LONDON, Dec 12 (Reuters) – British Prime Minister Rishi Sunak faces the biggest parliamentary test of his premiership on Tuesday as lawmakers vote on a British plan to send asylum seekers to Rwanda.
Last month, the UK Supreme Court ruled that Rwanda was an unsafe place to send people arriving in small boats off the UK’s south coast, and that the policy breached British and international law.
In response, Sunak agreed to a new treaty with Rwanda and introduced emergency legislation to address violations of domestic and international human rights law.
The move has deeply divided his party, with moderates and right-wing politicians worried about Britain breaching its human rights obligations arguing it does not go far enough.
“We believe the best solution here is to suspend today’s legislation and come back with a new bill,” Simon Clarke, a Conservative lawmaker on the far right of the party, told BBC radio.
After 13 years in power and trailing the opposition Labor Party by 20 points ahead of next year’s expected election, Sunak’s Conservatives are in many ways fractured and losing their discipline.
Lawmakers on the far right, who said they would vote against or not vote on the bill, want to bar asylum seekers from having any legal means to appeal deportation.
Michael Tomlinson, the junior minister responsible for illegal migration policy, said it was incompatible with British values.
“Even during the Second World War we didn’t close claims going to court,” he told BBC radio.
Governments around the world are grappling with rising migration levels, and some are looking to the British plan to see if it works.

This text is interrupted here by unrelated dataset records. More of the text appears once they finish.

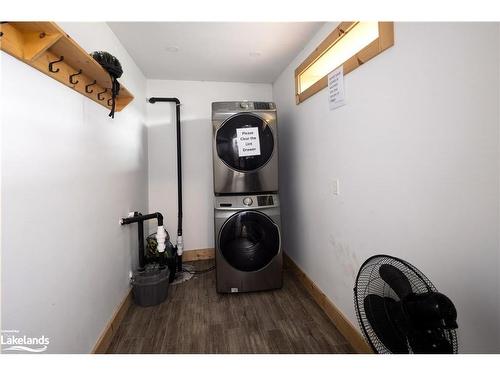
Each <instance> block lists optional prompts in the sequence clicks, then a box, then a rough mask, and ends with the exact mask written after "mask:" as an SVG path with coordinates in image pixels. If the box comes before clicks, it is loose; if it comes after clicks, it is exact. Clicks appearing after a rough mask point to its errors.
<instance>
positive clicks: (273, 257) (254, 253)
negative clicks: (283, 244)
mask: <svg viewBox="0 0 500 375" xmlns="http://www.w3.org/2000/svg"><path fill="white" fill-rule="evenodd" d="M219 249H220V252H221V254H222V256H223V257H224V259H225V260H226V261H227V262H228V263H229V264H230V265H231V266H232V267H234V268H236V269H237V270H240V271H245V272H251V271H258V270H260V269H262V268H264V267H265V266H267V265H268V264H269V263H270V262H271V261H272V260H273V258H274V257H275V256H276V255H277V254H278V253H279V251H280V233H279V229H278V227H277V225H276V224H274V223H273V221H272V220H271V219H270V218H269V217H268V216H267V215H265V214H263V213H261V212H258V211H241V212H238V213H236V214H234V215H233V216H231V217H230V218H229V219H227V221H226V222H225V223H224V225H223V226H222V228H221V230H220V232H219Z"/></svg>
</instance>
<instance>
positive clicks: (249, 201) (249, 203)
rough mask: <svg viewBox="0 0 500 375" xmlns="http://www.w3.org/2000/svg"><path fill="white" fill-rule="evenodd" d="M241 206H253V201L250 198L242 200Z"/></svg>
mask: <svg viewBox="0 0 500 375" xmlns="http://www.w3.org/2000/svg"><path fill="white" fill-rule="evenodd" d="M243 204H244V205H245V206H251V205H252V204H253V199H252V198H250V197H245V198H243Z"/></svg>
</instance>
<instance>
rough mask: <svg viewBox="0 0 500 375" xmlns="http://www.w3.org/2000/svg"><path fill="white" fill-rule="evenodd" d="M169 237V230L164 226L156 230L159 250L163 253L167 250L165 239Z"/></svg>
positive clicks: (158, 251) (157, 240) (156, 237)
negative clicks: (167, 229) (166, 228)
mask: <svg viewBox="0 0 500 375" xmlns="http://www.w3.org/2000/svg"><path fill="white" fill-rule="evenodd" d="M166 238H167V232H166V231H165V228H163V226H161V227H158V230H157V231H156V241H157V242H158V247H157V249H158V252H159V253H163V252H164V251H165V240H166Z"/></svg>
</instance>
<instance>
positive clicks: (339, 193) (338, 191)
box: [332, 179, 340, 195]
mask: <svg viewBox="0 0 500 375" xmlns="http://www.w3.org/2000/svg"><path fill="white" fill-rule="evenodd" d="M332 191H333V195H339V194H340V183H339V180H338V179H335V180H333V184H332Z"/></svg>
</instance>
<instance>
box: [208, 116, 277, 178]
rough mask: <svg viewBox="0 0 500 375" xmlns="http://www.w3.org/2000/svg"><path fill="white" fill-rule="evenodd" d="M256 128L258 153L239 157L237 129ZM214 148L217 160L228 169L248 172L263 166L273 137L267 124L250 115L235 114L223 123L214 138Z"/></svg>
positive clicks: (267, 161)
mask: <svg viewBox="0 0 500 375" xmlns="http://www.w3.org/2000/svg"><path fill="white" fill-rule="evenodd" d="M245 128H257V129H258V133H259V144H260V153H259V154H258V155H252V156H240V154H239V149H238V136H237V133H238V131H237V129H245ZM216 148H217V155H218V156H219V158H220V159H221V160H222V161H223V162H224V163H225V164H226V165H227V166H228V167H230V168H232V169H235V170H237V171H242V172H250V171H253V170H256V169H259V168H261V167H262V166H264V165H265V164H266V163H267V162H268V161H269V159H270V158H271V156H272V154H273V150H274V137H273V133H272V131H271V129H270V128H269V126H268V124H267V122H266V121H265V120H263V119H261V118H260V117H258V116H255V115H252V114H250V113H241V114H237V115H235V116H233V117H231V118H229V119H228V120H226V122H224V123H223V124H222V125H221V127H220V128H219V130H218V131H217V136H216Z"/></svg>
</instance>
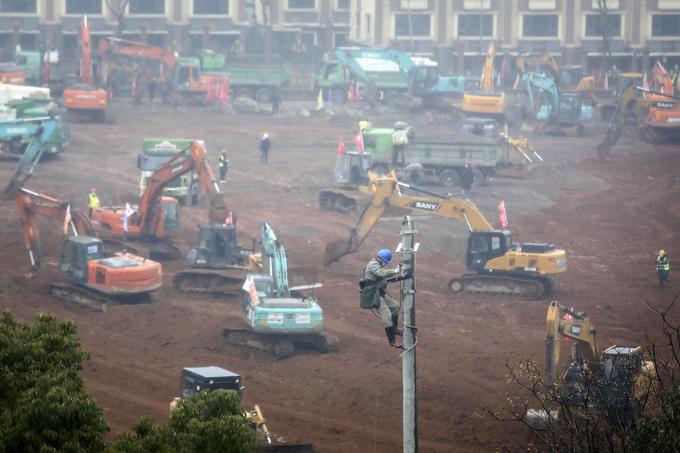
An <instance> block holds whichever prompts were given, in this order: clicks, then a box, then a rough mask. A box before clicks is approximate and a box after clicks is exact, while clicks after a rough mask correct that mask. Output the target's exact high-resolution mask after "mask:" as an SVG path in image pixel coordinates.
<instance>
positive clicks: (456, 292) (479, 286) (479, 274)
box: [449, 274, 552, 299]
mask: <svg viewBox="0 0 680 453" xmlns="http://www.w3.org/2000/svg"><path fill="white" fill-rule="evenodd" d="M551 286H552V285H551V282H550V280H548V279H547V278H544V277H515V276H510V275H484V274H468V275H463V276H460V277H456V278H453V279H451V280H450V281H449V289H450V290H451V291H452V292H454V293H462V292H466V293H477V294H492V295H504V296H512V297H519V298H524V299H540V298H541V297H543V296H544V295H546V294H547V293H548V292H550V290H551V289H552V288H551Z"/></svg>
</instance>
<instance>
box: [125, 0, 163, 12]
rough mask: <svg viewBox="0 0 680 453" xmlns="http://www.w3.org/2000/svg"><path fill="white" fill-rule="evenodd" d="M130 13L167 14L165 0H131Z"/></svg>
mask: <svg viewBox="0 0 680 453" xmlns="http://www.w3.org/2000/svg"><path fill="white" fill-rule="evenodd" d="M130 14H165V0H130Z"/></svg>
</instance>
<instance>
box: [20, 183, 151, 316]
mask: <svg viewBox="0 0 680 453" xmlns="http://www.w3.org/2000/svg"><path fill="white" fill-rule="evenodd" d="M16 204H17V209H18V211H19V218H20V220H21V225H22V227H23V231H24V241H25V243H26V248H27V249H28V256H29V258H30V261H31V268H32V269H33V270H40V269H41V267H42V257H43V252H42V246H41V244H40V233H39V229H38V221H37V216H39V215H40V216H44V217H46V218H48V219H52V220H57V221H59V222H62V223H63V225H64V233H65V234H66V235H67V236H66V237H65V239H64V241H63V243H62V245H61V252H60V254H59V270H60V271H61V273H62V274H63V275H64V277H65V280H66V281H65V282H60V283H52V284H51V285H50V293H51V294H52V295H54V296H55V297H57V298H59V299H61V300H65V301H69V302H73V303H77V304H80V305H85V306H88V307H91V308H95V309H98V310H101V311H106V308H107V305H108V304H110V303H121V302H148V301H149V297H150V293H151V292H152V291H155V290H157V289H158V288H160V287H161V282H162V272H161V265H160V264H159V263H157V262H154V261H151V260H147V259H145V258H142V257H139V256H135V255H132V254H129V253H121V254H116V255H114V256H107V255H105V253H104V250H103V243H102V241H101V240H100V239H99V238H97V235H96V232H95V230H94V227H93V226H92V224H91V222H90V219H89V218H88V217H87V215H86V214H85V213H84V212H82V211H80V210H76V209H74V210H71V209H70V207H69V204H68V203H64V202H62V201H59V200H58V199H56V198H52V197H50V196H47V195H44V194H41V193H37V192H34V191H31V190H28V189H25V188H21V189H20V190H19V191H18V192H17V194H16ZM69 228H71V230H72V234H71V235H68V229H69Z"/></svg>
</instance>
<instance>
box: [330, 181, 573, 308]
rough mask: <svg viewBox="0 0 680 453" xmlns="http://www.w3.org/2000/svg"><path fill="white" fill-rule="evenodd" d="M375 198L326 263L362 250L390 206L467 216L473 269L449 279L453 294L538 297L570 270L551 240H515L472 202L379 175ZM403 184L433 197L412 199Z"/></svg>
mask: <svg viewBox="0 0 680 453" xmlns="http://www.w3.org/2000/svg"><path fill="white" fill-rule="evenodd" d="M374 181H375V182H376V183H375V186H374V191H373V196H372V198H371V200H370V201H369V203H368V204H367V205H366V207H365V208H364V209H363V211H361V213H360V214H359V216H358V218H357V220H356V222H355V224H354V226H353V227H352V231H351V234H350V237H349V239H347V240H342V241H339V242H331V243H329V244H328V245H327V247H326V251H325V263H326V264H327V265H328V264H331V263H333V262H335V261H337V260H339V259H340V258H341V257H343V256H345V255H347V254H350V253H354V252H356V251H357V249H358V248H359V246H360V245H361V243H362V242H363V241H364V239H366V236H368V234H369V233H370V231H371V229H372V228H373V226H374V225H375V224H376V222H377V221H378V219H379V218H380V217H381V216H382V215H383V213H384V212H385V209H386V208H387V207H388V206H394V207H398V208H406V209H412V210H415V211H426V212H429V213H431V214H433V215H436V216H441V217H447V218H450V219H454V220H462V221H464V222H465V223H466V225H467V226H468V229H469V230H470V236H469V238H468V248H467V255H466V264H467V268H468V270H470V271H472V273H469V274H465V275H462V276H460V277H455V278H453V279H451V280H450V281H449V285H448V286H449V289H450V290H451V291H453V292H454V293H459V292H463V291H465V292H472V293H482V294H504V295H512V296H519V297H524V298H531V299H538V298H541V297H542V296H543V295H545V294H547V293H548V292H549V291H550V290H551V287H552V282H551V280H550V276H552V275H555V274H559V273H562V272H565V271H566V270H567V257H566V253H565V251H564V250H562V249H558V248H556V247H555V246H554V245H552V244H545V243H527V244H518V243H514V242H512V233H511V232H510V231H507V230H496V229H494V228H493V227H492V226H491V224H490V223H489V221H488V220H487V219H486V218H485V217H484V216H483V215H482V213H481V212H480V211H479V209H478V208H477V206H475V204H474V203H472V202H471V201H470V200H466V199H458V198H450V197H448V196H445V195H441V194H437V193H434V192H430V191H428V190H425V189H422V188H419V187H415V186H413V185H410V184H405V183H403V182H399V181H397V179H396V178H394V177H393V176H387V177H382V178H375V179H374ZM400 187H404V188H408V189H410V190H411V191H415V192H420V193H424V194H426V195H429V197H411V196H407V195H404V194H402V193H401V191H400Z"/></svg>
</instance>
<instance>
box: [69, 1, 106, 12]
mask: <svg viewBox="0 0 680 453" xmlns="http://www.w3.org/2000/svg"><path fill="white" fill-rule="evenodd" d="M101 13H102V0H66V14H101Z"/></svg>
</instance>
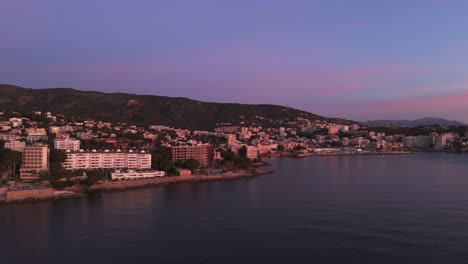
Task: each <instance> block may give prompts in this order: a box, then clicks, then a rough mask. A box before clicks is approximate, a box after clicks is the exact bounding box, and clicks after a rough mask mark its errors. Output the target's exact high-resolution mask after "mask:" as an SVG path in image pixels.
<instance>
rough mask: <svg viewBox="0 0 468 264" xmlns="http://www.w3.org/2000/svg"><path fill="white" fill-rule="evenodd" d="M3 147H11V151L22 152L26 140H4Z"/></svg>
mask: <svg viewBox="0 0 468 264" xmlns="http://www.w3.org/2000/svg"><path fill="white" fill-rule="evenodd" d="M5 148H6V149H11V150H13V151H18V152H23V151H24V148H26V142H23V141H19V140H13V141H7V142H5Z"/></svg>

In a blow to President Emmanuel Macron, French lawmakers last night rejected their immigration bill.
Important vote
The British Parliament will hold its first vote on the legislation on Tuesday evening. Only 30 Conservative MPs would be needed to vote with the opposition to defeat the bill.
Even if it passes, Sunak faces attempts to toughen it through amendments at later stages and opposition in the unelected upper house, the House of Lords.
Defeat would be a major embarrassment for Sunak – no government has lost a referendum at this early stage in the parliamentary process since 1986 – and would severely weaken his hold on his party.
He hosted a breakfast for some lawmakers in the party’s right-wing wing on Tuesday in a last-ditch effort to convince centrist lawmakers to back the bill, after they said they would support it as long as it was not toughened.
Chung is Britain’s fifth Conservative prime minister in seven years after the vote to leave the European Union polarized the country’s politics, leading to repeated instability.
The battle has echoes of parliamentary clashes over Brexit from 2017-19, when then-Prime Minister Theresa May suffered repeated defeats following rebellions by a large number of Conservative politicians that eventually led to her exit.
Sunak has made stopping boat traffic one of his biggest priorities. Around 29,000 asylum seekers have arrived this year – a drop of around a third compared to last year.
The vast majority of immigrants enter legally through other means. But the tiny inflatable boats crossing the Channel are the most visible sign of the government’s failure to control Britain’s borders – a key promise of Brexit campaigners.
The Conservatives have repeatedly failed to meet targets to reduce immigration, which has soared even after Brexit stripped EU citizens of their right to free movement, with net immigration reaching 745,000 last year.
Keir Starmer, the leader of the opposition Labor Party, described the Rwanda policy as an “expensive gimmick” that prevented the government from focusing on more practical measures. He said that if we come to power, we will repeal the bill.
Britain has so far paid 240 million pounds ($300 million) to Rwanda, but no one has yet been sent there. Even if the plan is scrapped, Rwanda will only have the capacity to resettle hundreds of refugees from Britain at a time.